アフリカのセネガルに2年間住んだ。家は、官舎で築後35年経ったという古いものだった。この家に夫婦2人で住んだ。通いで家事手伝い、運転手、庭師を雇っていた。その他に夜、ガードマンが1人いた。この4人が仕事を終えた後、必ずシャワーを浴びた。それが彼らの楽しみだった。彼らが自分の家でけっして味わえない喜びだった。水道代がかさみ、出費は痛かったが、彼らのシャワーの後の清々しい嬉しそうな顔を見ると、報われる思いがした。官舎は古かったが、地下に貯水タンクもあった。そのタンクのおかげで、毎日一定時間しか給水されなかったが、日常の生活に支障はなかった。水質はネパールよりましだったけれど、日本製のろ過器を通さねばならなかった。家を決めるときの決め手になったのが、水の問題だった。前任地ネパールでの水での苦労が役立った。電気がなくてもガスがなくても生きられる。しかし人間は水がなければ生きられない、と身を持って体験できた。セネガルの首都ダカールの水は、はるか遠くのセネガル川からのフランス植民地時代にひかれた送水管に全量を頼っている。もしテロ活動かなにかで、この送水管を破壊されれば、首都ダカールの100万を越す人口の生命線を立つことができる。私はむき出しの太い送水管を見るたびに心配でならなかった。在住中、そのような事件もなく、かつての大規模干ばつも起こることはなかった。

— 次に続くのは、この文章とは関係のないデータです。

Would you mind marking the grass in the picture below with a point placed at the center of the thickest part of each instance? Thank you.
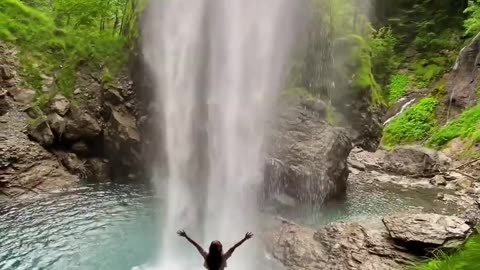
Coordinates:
(466, 126)
(397, 87)
(466, 259)
(47, 50)
(414, 125)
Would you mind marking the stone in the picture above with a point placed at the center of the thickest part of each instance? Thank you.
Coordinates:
(414, 160)
(99, 170)
(81, 148)
(421, 233)
(6, 73)
(60, 105)
(307, 157)
(81, 125)
(40, 131)
(57, 124)
(113, 97)
(23, 96)
(339, 246)
(438, 180)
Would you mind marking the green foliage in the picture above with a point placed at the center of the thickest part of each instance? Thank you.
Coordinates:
(413, 125)
(56, 40)
(397, 87)
(466, 126)
(466, 259)
(472, 23)
(384, 60)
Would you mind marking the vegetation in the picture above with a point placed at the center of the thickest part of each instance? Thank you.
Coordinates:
(57, 37)
(466, 259)
(398, 87)
(466, 126)
(414, 125)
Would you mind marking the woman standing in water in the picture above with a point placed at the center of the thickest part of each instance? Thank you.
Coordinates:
(215, 259)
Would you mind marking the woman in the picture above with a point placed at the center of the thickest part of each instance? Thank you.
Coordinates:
(215, 259)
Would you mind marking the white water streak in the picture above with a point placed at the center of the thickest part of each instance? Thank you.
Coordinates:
(238, 49)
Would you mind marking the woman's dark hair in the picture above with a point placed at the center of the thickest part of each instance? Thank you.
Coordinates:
(215, 255)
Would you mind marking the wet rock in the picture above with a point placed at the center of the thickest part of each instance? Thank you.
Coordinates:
(40, 131)
(57, 124)
(6, 73)
(99, 169)
(336, 247)
(81, 148)
(438, 180)
(308, 157)
(413, 160)
(422, 233)
(32, 169)
(81, 125)
(71, 162)
(113, 97)
(462, 82)
(23, 96)
(60, 105)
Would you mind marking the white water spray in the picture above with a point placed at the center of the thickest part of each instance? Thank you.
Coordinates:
(217, 68)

今回の3.11東日本大震災でも被災地では、飲料水や生活用水が大きな問題だった。また東京電力福島原子力発電所の事故においても原子炉を冷やす水が問題となっている。水がこれだけ豊富な国で水の問題を抱えるのも不思議な話である。ふと私は思った。もし今回の原子力発電所の事故で水がなくて、原子炉の冷却に水が使えなかったらどうだったのだろうと。もちろん私のような素人のただの一般庶民が考えることだから専門家に一笑に付されることは明白である。4基もの原子炉が被災した。そのために冷却水を大量に補給する。その補給水が放射能汚染され、その処理に苦悩する。フランスのアルバ社は汚染水1トンの処理費用を1億円と見積もったという。10万トンを処理すれば、10兆円となる。フランスの大統領が来日した理由も頷ける。

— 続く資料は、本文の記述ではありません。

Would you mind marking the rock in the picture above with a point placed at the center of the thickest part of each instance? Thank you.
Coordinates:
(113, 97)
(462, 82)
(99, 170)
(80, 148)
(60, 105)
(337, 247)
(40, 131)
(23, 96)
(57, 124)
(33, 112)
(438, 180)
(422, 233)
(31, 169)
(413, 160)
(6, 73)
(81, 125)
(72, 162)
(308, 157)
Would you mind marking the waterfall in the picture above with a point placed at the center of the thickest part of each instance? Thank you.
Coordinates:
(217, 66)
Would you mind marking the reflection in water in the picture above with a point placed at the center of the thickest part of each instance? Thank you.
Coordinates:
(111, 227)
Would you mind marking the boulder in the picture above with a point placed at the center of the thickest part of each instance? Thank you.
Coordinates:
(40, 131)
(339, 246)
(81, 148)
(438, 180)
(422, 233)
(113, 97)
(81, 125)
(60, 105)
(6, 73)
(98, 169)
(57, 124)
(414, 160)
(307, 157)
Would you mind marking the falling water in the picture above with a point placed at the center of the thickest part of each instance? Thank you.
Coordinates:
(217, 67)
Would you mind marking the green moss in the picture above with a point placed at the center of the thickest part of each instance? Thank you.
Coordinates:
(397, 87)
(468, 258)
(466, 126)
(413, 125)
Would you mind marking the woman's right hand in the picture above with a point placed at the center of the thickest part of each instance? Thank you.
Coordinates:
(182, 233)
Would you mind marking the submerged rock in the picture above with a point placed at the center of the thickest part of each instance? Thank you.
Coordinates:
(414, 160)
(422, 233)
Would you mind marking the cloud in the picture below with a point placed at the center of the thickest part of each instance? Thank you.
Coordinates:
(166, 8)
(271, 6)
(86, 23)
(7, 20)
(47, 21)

日本人は水を、安全と同じく、お金のいらぬ無尽蔵にあるものと軽く受け止めてはいないだろうか。原子力発電所を建設するにあたって、建設立地条件の中に豊富な水源があると聞く。海からも川からも水道からも十分な水が確保できると気を緩めて、最悪の事態を想定準備することもなかった。簡単に必要な水量をどれだけでも入手できると油断した。目の前は太平洋の大海原である。いざという時は原子炉を廃炉にしてしまう海水の注入さえできれば、冷却できると高を括っていた。水を支配できていると考えていた人間が造った発電所を水の怪物“津波”が襲った。ここに大きな落とし穴があった。日本には陸上での国境がない。まわりは全て海である。ところが海はすべてつながっている。放射能汚染はどこまでも拡散する可能性がある。

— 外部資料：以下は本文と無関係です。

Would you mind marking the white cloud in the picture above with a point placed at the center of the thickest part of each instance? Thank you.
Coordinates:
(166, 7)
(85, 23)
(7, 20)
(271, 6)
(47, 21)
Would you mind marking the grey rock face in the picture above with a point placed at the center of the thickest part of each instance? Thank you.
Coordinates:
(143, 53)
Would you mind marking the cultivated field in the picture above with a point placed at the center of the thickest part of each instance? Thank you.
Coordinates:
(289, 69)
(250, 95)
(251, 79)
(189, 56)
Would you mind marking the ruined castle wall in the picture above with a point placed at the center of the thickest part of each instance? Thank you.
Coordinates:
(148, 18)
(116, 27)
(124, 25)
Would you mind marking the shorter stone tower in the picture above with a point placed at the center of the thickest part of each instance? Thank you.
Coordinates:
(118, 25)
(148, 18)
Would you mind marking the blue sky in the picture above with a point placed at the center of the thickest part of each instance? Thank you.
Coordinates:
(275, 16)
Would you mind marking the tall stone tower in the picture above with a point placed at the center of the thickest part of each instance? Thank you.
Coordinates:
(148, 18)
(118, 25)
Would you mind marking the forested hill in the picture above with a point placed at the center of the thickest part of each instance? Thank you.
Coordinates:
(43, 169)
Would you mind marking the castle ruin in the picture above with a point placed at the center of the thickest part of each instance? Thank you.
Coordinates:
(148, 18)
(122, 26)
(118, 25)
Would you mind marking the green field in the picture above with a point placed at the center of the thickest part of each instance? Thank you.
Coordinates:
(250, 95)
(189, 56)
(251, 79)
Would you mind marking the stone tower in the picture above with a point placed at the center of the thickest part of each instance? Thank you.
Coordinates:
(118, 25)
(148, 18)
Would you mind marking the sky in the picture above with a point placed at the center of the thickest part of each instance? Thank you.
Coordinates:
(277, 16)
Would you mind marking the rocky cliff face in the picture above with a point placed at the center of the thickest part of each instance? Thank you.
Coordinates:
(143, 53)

原子力発電所を設計する時点で、もし冷却を水でできなかったら、という第二第三の代替案を用意できなかったのか。水というタダのように安く、いくらでも手に入れられると思い込んでいた自然の恵み、日本の宝への冒涜と言っても過言ではない。砂漠の民にとって水は生命線である。日本にはヤオヨロズの神がいて、もちろん水を神と崇める信心もある。砂漠の民が命にかかわる水を神と崇める信心はない。彼らにとって、水は命そのものである。人間が神から享受するものと認める。
先日行われた日中韓首脳会談で各首脳の席にフランスのミネラルウォーター「エビアン」が置いてあった。これも政治的配慮というか妥協なのだろう。驚かされることばかり。行きつけのスーパーマーケットの入り口にうず高く韓国から緊急輸入されたペットボトル入り飲料水が積まれ、12本760円で特売されていた。水は将来日本の重要輸出品となるはずだった。水まで輸入しなければならないのか。水もダメならいったい日本に何が残るというのか。
26日(木)東京電力は、大騒ぎになっていた3月11日の海水の原子炉注入一時中断事件に関して、東京電力福島原子力発電所の所長の独断で実は中断していなかったと発表した。弁解の連続である。あの騒ぎは、すべて茶番劇だったというのか。私が一国民として属する山紫水明を誇る日本国の政治は、確かに三流だと納得できる。パリのG8の本会議の冒頭で、菅首相は、何とか放射能汚染を脅える世界に毅然と現状を説明して理解を得たいと言う。自国の国民に真実を述べず信頼されない首相が、本気で世界を相手できると思っているなら、それこそ大茶番である。
「いまになればどんな理由も付けることもできるだろう、しかし、よく聞け、きさまがもし正当なことをしたなら、決して弁解などしないはずだぞ」山本周五郎著『末っ子』で息子の平五に父親が諭した言葉が胸に染みる。